On 12/09/19 8:22 PM, Barry Scott wrote:
>> On 11 Sep 2019, at 21:24, DL Neil via Python-list <python-list at python.org> wrote:
>> In this day-and-age do you have a script in live/production-use, which is also a module? What is the justification/use case?
>> (discounting distutils and similar installation tools, or unit testing methodology)
>> There are over 500 questions on StackOverflow which refer to Python's
>> 	if __name__ == __main__:
>> construct. Even more if you include the idea of a main() multiple entry-point.
>> This construct enables code to distinguish between being "run" as a "script", and being imported as a "module". (which is not in question)
> In my mind this is a question about what side-effects of importing a module are
> desireable and which are not.

Precise description!

> A trivia script does not need the __name__ == '__main__' as its all about its side effects.
> As scripts become more complex having it run on import might make debugging harder
> and prevents reuse.

Is this an informal distinction: that modules are written for re-use but 
main-lines to be unique/single-purpose?

> For example I will import a script at the REPL and examine it and call function in it to
> help me understand and fix problems.  Having a __name__ == '__main__' is important
> to allow this.


If we import sys (from the PSL, purely as an example), we don't 
expect/need any execution phase, can immediately follow (in the REPL) 
with help(sys) and similar, and can debug/explore from there:

>>> import sys
>>> help(sys)

>>> sys.path
['', '/usr/lib64/python37.zip', '/usr/lib64/python3.7', 
'/usr/lib64/python3.7/site-packages', '/usr/lib/python3.7/site-packages']
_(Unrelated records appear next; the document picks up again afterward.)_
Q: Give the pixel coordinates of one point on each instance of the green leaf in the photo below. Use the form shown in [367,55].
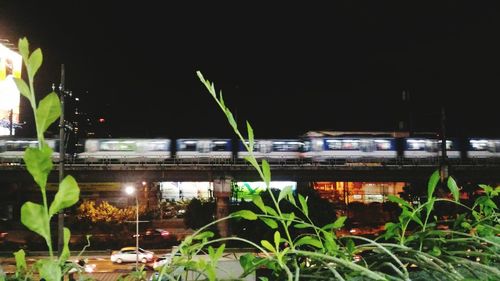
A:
[266,170]
[435,251]
[252,161]
[246,214]
[34,62]
[24,48]
[431,185]
[49,109]
[303,204]
[268,246]
[250,136]
[66,196]
[452,185]
[308,240]
[430,205]
[231,120]
[20,257]
[220,251]
[34,218]
[65,252]
[270,222]
[246,262]
[49,270]
[398,200]
[23,88]
[416,218]
[39,163]
[257,200]
[203,235]
[271,211]
[277,239]
[339,222]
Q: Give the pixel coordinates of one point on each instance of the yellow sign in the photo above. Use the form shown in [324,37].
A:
[91,186]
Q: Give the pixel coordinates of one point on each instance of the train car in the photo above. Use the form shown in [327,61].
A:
[204,149]
[483,148]
[419,148]
[349,148]
[12,150]
[125,150]
[273,149]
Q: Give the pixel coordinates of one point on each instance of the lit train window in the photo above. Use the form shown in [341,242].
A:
[383,144]
[220,146]
[118,146]
[350,144]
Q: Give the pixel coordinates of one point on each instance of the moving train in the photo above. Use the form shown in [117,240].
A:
[312,149]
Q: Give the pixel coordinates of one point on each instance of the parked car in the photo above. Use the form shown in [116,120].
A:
[164,260]
[130,254]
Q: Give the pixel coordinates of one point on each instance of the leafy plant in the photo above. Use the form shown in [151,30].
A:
[422,250]
[34,216]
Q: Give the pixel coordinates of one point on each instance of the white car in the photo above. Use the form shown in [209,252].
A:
[130,254]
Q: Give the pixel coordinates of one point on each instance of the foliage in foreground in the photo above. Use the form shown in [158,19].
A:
[420,245]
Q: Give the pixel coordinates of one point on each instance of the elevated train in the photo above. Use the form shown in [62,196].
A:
[308,149]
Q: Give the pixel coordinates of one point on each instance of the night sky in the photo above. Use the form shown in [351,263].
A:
[287,68]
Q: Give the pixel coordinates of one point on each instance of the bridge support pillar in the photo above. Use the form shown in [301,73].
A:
[222,191]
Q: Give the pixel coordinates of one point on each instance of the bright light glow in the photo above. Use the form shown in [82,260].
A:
[129,189]
[10,67]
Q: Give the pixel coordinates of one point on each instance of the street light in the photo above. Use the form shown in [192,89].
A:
[130,190]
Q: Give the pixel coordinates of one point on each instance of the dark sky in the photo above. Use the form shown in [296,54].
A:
[287,68]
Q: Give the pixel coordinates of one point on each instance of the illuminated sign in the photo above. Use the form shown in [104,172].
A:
[10,67]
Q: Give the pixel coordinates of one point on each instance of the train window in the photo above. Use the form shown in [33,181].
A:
[187,146]
[478,144]
[350,145]
[204,146]
[383,144]
[20,145]
[155,146]
[220,146]
[493,146]
[118,146]
[264,146]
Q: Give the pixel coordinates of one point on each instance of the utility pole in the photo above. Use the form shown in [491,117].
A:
[60,216]
[11,120]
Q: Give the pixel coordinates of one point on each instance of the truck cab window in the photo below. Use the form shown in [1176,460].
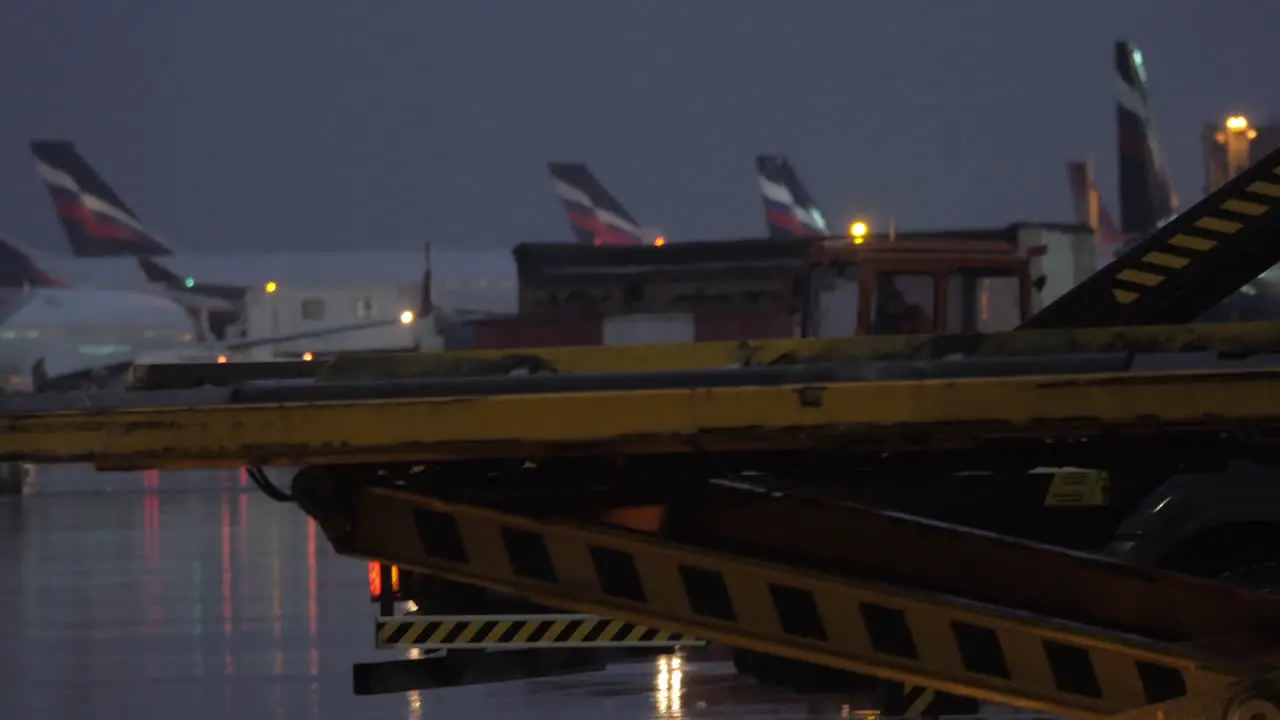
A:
[983,302]
[833,304]
[903,304]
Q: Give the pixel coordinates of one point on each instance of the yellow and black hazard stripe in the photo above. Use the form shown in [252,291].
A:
[1185,267]
[935,641]
[522,630]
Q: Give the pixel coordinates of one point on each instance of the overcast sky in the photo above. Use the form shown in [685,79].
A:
[338,123]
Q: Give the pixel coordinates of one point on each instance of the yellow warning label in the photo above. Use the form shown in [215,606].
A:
[1082,488]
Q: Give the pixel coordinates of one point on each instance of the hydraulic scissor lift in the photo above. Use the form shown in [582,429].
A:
[630,522]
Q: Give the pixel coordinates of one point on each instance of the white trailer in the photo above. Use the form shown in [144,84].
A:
[379,317]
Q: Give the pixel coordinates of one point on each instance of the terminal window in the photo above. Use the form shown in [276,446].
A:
[312,309]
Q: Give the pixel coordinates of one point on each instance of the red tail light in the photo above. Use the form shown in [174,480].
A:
[376,574]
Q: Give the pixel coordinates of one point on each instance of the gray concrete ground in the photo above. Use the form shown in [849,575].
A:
[191,596]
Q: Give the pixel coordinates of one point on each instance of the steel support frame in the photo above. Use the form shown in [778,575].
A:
[833,616]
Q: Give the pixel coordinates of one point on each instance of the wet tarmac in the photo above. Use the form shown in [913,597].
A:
[158,596]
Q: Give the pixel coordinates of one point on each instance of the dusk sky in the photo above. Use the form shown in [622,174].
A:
[336,124]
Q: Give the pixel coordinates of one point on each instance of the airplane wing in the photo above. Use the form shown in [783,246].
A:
[112,376]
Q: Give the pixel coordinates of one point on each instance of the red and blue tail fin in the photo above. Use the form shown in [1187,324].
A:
[789,209]
[97,222]
[594,214]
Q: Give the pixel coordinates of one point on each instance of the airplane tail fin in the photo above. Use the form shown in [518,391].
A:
[1087,201]
[1147,197]
[789,209]
[19,269]
[595,215]
[97,222]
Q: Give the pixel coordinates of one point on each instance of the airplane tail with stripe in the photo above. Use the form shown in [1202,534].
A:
[18,268]
[97,220]
[789,209]
[1147,197]
[594,214]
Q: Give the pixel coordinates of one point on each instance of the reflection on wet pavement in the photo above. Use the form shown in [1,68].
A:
[183,595]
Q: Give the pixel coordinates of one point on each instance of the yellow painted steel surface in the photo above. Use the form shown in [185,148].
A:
[823,618]
[489,632]
[854,414]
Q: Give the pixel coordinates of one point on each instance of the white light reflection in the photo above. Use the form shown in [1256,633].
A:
[414,697]
[670,686]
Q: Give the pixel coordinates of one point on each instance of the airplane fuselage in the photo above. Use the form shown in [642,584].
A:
[74,329]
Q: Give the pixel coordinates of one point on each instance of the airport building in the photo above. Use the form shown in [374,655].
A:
[1234,145]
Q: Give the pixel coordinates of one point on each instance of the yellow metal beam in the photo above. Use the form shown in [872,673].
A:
[816,616]
[869,415]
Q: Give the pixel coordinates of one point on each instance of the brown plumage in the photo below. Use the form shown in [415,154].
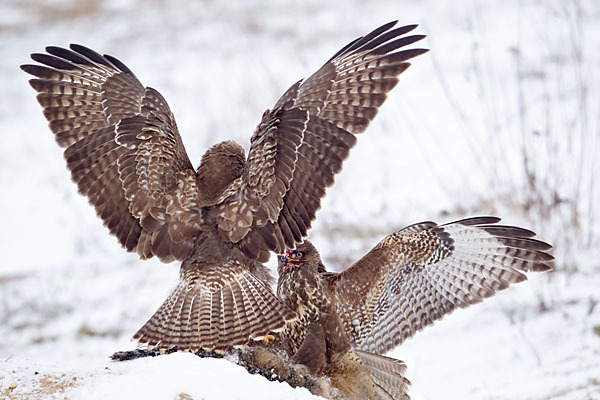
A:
[125,154]
[318,339]
[412,278]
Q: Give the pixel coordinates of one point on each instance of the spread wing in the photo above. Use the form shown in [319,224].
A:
[301,143]
[122,148]
[417,275]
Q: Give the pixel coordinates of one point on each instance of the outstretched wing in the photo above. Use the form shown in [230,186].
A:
[301,143]
[122,148]
[417,275]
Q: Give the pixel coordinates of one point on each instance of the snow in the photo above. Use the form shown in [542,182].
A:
[70,296]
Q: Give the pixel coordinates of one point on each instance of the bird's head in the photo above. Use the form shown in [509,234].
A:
[305,255]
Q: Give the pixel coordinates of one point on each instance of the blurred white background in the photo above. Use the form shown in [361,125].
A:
[502,117]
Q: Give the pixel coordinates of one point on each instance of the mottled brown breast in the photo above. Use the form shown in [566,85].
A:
[306,294]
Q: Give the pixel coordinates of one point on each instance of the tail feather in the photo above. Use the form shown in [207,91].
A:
[387,375]
[214,314]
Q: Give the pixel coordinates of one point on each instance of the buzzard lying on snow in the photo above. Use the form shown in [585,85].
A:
[409,280]
[125,154]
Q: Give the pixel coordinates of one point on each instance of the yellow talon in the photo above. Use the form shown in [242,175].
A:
[267,338]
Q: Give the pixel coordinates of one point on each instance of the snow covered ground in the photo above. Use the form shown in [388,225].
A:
[70,296]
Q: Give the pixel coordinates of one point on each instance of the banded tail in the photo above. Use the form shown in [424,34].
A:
[214,310]
[387,375]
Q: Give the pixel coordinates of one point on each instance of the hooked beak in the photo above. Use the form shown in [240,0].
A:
[287,260]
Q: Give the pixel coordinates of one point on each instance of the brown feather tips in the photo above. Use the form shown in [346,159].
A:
[225,306]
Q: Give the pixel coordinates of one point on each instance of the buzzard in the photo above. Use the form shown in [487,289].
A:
[412,278]
[223,218]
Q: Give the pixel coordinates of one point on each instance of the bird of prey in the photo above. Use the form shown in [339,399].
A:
[412,278]
[223,218]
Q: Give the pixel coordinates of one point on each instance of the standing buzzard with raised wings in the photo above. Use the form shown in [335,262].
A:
[409,280]
[125,154]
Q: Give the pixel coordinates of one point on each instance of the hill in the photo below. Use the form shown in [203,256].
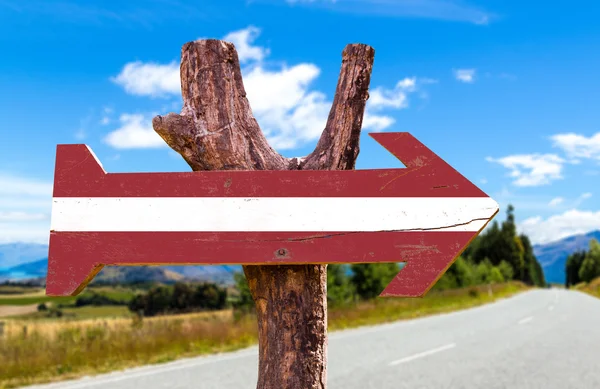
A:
[23,268]
[553,256]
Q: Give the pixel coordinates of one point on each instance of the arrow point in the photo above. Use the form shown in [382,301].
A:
[76,166]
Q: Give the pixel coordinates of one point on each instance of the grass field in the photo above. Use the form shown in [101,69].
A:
[592,288]
[49,350]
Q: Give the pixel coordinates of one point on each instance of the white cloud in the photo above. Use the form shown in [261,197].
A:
[19,216]
[11,185]
[532,169]
[465,75]
[135,132]
[149,79]
[455,10]
[288,110]
[242,40]
[578,146]
[559,226]
[376,122]
[556,201]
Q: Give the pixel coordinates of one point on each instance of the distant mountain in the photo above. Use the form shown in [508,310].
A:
[36,269]
[553,256]
[13,254]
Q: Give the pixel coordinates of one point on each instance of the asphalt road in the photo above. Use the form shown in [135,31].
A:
[546,339]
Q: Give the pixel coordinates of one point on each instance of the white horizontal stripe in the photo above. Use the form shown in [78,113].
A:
[319,214]
[423,354]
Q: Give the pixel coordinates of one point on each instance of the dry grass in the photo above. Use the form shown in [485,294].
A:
[592,288]
[64,349]
[15,310]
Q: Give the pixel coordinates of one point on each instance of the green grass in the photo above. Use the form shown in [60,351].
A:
[36,300]
[74,351]
[17,289]
[592,288]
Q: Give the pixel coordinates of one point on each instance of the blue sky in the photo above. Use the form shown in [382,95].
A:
[505,91]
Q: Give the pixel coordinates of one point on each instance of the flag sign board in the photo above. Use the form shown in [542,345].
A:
[424,215]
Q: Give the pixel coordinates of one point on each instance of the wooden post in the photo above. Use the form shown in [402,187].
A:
[217,131]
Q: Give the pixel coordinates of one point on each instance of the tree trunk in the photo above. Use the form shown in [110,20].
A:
[217,131]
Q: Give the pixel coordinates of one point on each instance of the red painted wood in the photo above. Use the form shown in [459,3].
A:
[73,255]
[78,174]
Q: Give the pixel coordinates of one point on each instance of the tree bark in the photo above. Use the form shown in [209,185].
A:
[217,131]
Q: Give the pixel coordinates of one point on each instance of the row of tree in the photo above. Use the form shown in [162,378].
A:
[497,255]
[583,266]
[179,298]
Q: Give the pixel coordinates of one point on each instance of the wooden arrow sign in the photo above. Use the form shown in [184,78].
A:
[425,215]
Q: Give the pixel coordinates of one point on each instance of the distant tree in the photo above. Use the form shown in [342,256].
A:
[182,296]
[459,275]
[506,270]
[495,276]
[244,302]
[371,279]
[572,267]
[482,272]
[533,272]
[209,296]
[179,298]
[590,267]
[340,289]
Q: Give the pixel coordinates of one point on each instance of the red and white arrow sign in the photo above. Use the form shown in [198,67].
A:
[424,215]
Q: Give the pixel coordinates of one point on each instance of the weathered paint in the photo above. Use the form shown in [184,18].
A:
[425,215]
[270,213]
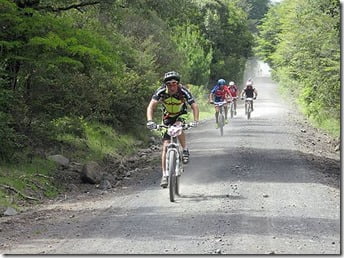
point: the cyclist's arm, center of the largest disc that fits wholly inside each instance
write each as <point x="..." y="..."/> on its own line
<point x="195" y="111"/>
<point x="255" y="92"/>
<point x="211" y="97"/>
<point x="242" y="93"/>
<point x="151" y="108"/>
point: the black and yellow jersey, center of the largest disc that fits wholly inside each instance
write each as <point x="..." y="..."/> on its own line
<point x="174" y="104"/>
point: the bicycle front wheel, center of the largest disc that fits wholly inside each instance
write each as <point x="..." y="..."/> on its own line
<point x="222" y="123"/>
<point x="172" y="179"/>
<point x="249" y="110"/>
<point x="232" y="110"/>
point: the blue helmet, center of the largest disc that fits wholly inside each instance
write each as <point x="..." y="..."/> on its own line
<point x="221" y="82"/>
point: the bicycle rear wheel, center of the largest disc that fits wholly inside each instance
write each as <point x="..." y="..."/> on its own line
<point x="172" y="179"/>
<point x="222" y="123"/>
<point x="232" y="110"/>
<point x="249" y="109"/>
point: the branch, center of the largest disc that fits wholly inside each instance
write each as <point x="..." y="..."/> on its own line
<point x="73" y="6"/>
<point x="18" y="192"/>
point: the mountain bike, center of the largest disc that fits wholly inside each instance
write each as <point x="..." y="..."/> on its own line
<point x="174" y="158"/>
<point x="248" y="107"/>
<point x="221" y="118"/>
<point x="231" y="108"/>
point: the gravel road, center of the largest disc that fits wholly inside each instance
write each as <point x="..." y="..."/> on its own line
<point x="270" y="185"/>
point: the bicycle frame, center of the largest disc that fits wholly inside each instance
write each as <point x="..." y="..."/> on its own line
<point x="174" y="162"/>
<point x="221" y="117"/>
<point x="248" y="107"/>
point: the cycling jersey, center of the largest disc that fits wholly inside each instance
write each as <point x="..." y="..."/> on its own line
<point x="220" y="94"/>
<point x="249" y="92"/>
<point x="175" y="104"/>
<point x="233" y="90"/>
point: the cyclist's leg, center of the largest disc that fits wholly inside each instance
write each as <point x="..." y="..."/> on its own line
<point x="225" y="107"/>
<point x="182" y="139"/>
<point x="166" y="140"/>
<point x="217" y="114"/>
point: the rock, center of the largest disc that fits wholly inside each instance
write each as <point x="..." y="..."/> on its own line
<point x="105" y="184"/>
<point x="59" y="159"/>
<point x="10" y="212"/>
<point x="91" y="173"/>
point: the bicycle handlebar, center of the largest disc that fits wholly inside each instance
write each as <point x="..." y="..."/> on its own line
<point x="185" y="126"/>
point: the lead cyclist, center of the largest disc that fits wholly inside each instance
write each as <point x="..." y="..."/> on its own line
<point x="173" y="96"/>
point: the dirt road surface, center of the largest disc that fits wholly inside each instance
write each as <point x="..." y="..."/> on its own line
<point x="270" y="185"/>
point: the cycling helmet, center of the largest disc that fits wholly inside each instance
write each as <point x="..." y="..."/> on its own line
<point x="171" y="76"/>
<point x="221" y="82"/>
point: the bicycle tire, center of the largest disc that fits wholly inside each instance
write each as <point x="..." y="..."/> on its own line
<point x="222" y="122"/>
<point x="172" y="175"/>
<point x="249" y="111"/>
<point x="232" y="110"/>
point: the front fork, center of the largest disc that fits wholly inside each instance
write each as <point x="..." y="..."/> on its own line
<point x="173" y="147"/>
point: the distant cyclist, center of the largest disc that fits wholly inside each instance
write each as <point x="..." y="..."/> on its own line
<point x="234" y="91"/>
<point x="173" y="96"/>
<point x="249" y="92"/>
<point x="220" y="93"/>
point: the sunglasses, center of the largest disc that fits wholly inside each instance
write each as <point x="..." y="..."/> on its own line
<point x="169" y="83"/>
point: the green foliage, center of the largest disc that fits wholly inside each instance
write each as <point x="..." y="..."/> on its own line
<point x="304" y="46"/>
<point x="197" y="52"/>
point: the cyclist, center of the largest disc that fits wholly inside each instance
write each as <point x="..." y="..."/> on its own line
<point x="249" y="92"/>
<point x="219" y="93"/>
<point x="173" y="96"/>
<point x="234" y="93"/>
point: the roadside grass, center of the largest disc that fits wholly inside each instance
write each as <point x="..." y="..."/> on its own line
<point x="26" y="181"/>
<point x="325" y="123"/>
<point x="30" y="180"/>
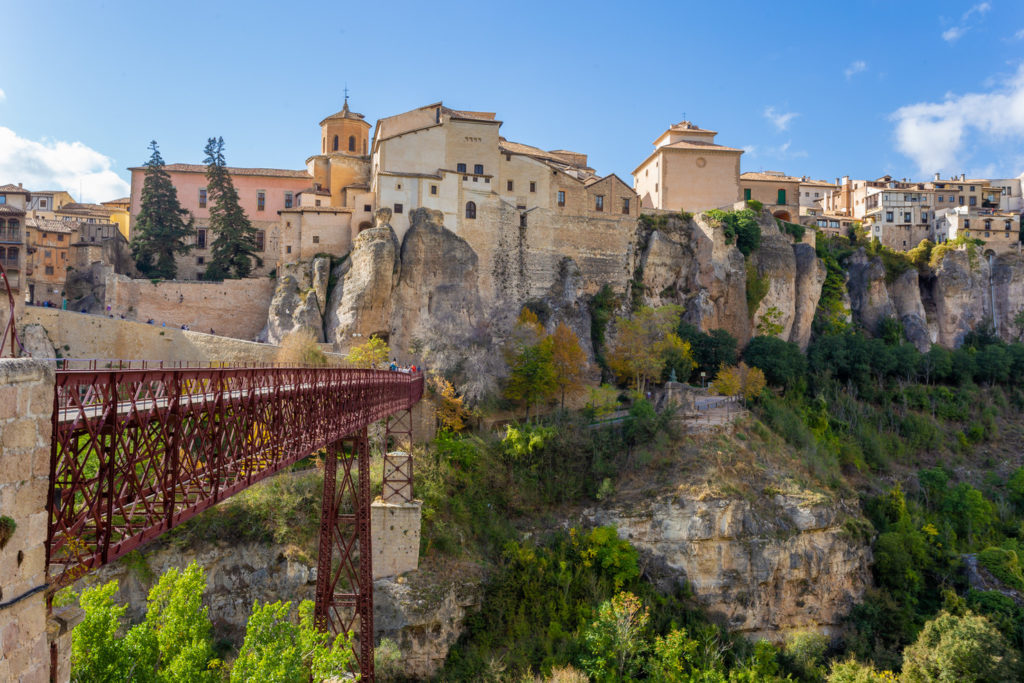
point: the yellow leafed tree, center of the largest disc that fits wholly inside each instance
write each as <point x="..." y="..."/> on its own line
<point x="570" y="361"/>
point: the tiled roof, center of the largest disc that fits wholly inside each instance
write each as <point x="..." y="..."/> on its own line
<point x="200" y="168"/>
<point x="753" y="175"/>
<point x="697" y="144"/>
<point x="49" y="225"/>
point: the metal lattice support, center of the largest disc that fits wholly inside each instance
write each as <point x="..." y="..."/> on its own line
<point x="398" y="458"/>
<point x="344" y="572"/>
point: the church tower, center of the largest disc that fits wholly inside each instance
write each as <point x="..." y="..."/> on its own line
<point x="342" y="167"/>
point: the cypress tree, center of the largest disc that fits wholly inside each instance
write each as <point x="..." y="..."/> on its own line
<point x="233" y="248"/>
<point x="162" y="226"/>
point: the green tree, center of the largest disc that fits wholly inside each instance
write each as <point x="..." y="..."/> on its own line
<point x="960" y="648"/>
<point x="233" y="248"/>
<point x="162" y="227"/>
<point x="371" y="354"/>
<point x="278" y="650"/>
<point x="532" y="375"/>
<point x="614" y="641"/>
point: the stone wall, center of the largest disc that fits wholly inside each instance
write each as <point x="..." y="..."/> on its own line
<point x="84" y="336"/>
<point x="26" y="408"/>
<point x="232" y="307"/>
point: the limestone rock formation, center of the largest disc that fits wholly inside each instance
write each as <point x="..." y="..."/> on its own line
<point x="905" y="294"/>
<point x="776" y="261"/>
<point x="764" y="568"/>
<point x="810" y="276"/>
<point x="424" y="612"/>
<point x="869" y="300"/>
<point x="297" y="303"/>
<point x="360" y="303"/>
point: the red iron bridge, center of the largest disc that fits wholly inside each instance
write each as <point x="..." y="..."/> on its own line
<point x="140" y="449"/>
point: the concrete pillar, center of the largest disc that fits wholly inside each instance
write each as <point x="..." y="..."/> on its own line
<point x="26" y="409"/>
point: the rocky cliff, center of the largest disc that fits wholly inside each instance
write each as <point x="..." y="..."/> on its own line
<point x="764" y="568"/>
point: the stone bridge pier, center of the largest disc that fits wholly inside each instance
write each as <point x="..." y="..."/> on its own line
<point x="26" y="409"/>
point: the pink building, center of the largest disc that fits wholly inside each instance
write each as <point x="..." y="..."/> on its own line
<point x="263" y="193"/>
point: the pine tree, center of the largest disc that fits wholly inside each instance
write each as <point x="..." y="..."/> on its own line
<point x="233" y="247"/>
<point x="162" y="226"/>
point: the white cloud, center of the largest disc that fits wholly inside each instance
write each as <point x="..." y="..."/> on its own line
<point x="951" y="35"/>
<point x="58" y="165"/>
<point x="933" y="134"/>
<point x="779" y="120"/>
<point x="855" y="69"/>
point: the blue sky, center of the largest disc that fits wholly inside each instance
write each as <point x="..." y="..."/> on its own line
<point x="821" y="89"/>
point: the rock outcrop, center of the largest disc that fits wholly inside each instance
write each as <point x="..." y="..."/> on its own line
<point x="298" y="301"/>
<point x="807" y="291"/>
<point x="763" y="568"/>
<point x="361" y="301"/>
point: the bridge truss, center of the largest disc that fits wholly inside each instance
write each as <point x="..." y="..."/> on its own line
<point x="136" y="453"/>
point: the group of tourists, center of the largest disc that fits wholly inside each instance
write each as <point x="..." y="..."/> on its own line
<point x="395" y="368"/>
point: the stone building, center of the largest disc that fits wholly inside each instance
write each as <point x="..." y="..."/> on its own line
<point x="688" y="171"/>
<point x="507" y="200"/>
<point x="262" y="193"/>
<point x="777" y="191"/>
> I often have modules that are part of a larger program that have their own main() functions
> to unittest or give access to parsers etc.

and the main() is the sole content of the if __name__ etc structure?

> In large projects with many modules import with side-effect can make for a maintenance
> burden.

You seem to have unmasked an assumption under which I operate. (well 
done - you know what 'they' say about assumptions!)

As you say, (non-designed) side-effects are undesirable.

My 'rule' is that modules only contain definitions, eg classes and 
functions. Thus, *nothing* executes upon import.

During a code review, some eagle-eye, noticed (and questioned) I had 
re-factored some 'constants' which control a "switch" structure from out 
of the module-space, and into the class where they 'belonged', without 
having any other 'good reason'.

I have no recollection of the history or rationale for this 
policy/practice, nor can I remember whether it 'belongs to Python' or 
some other language from which I've imported it (hah, punny joke!) 
Perhaps it comes from my preference to from...import... rather than 
import...as... which largely eschews the module namespace?
(or perhaps I'm just a closet control-freak?)

That said, I'm sure there must be modules of my code which break this 
'rule', somewhere (certainly in the 'quick and dirty' department).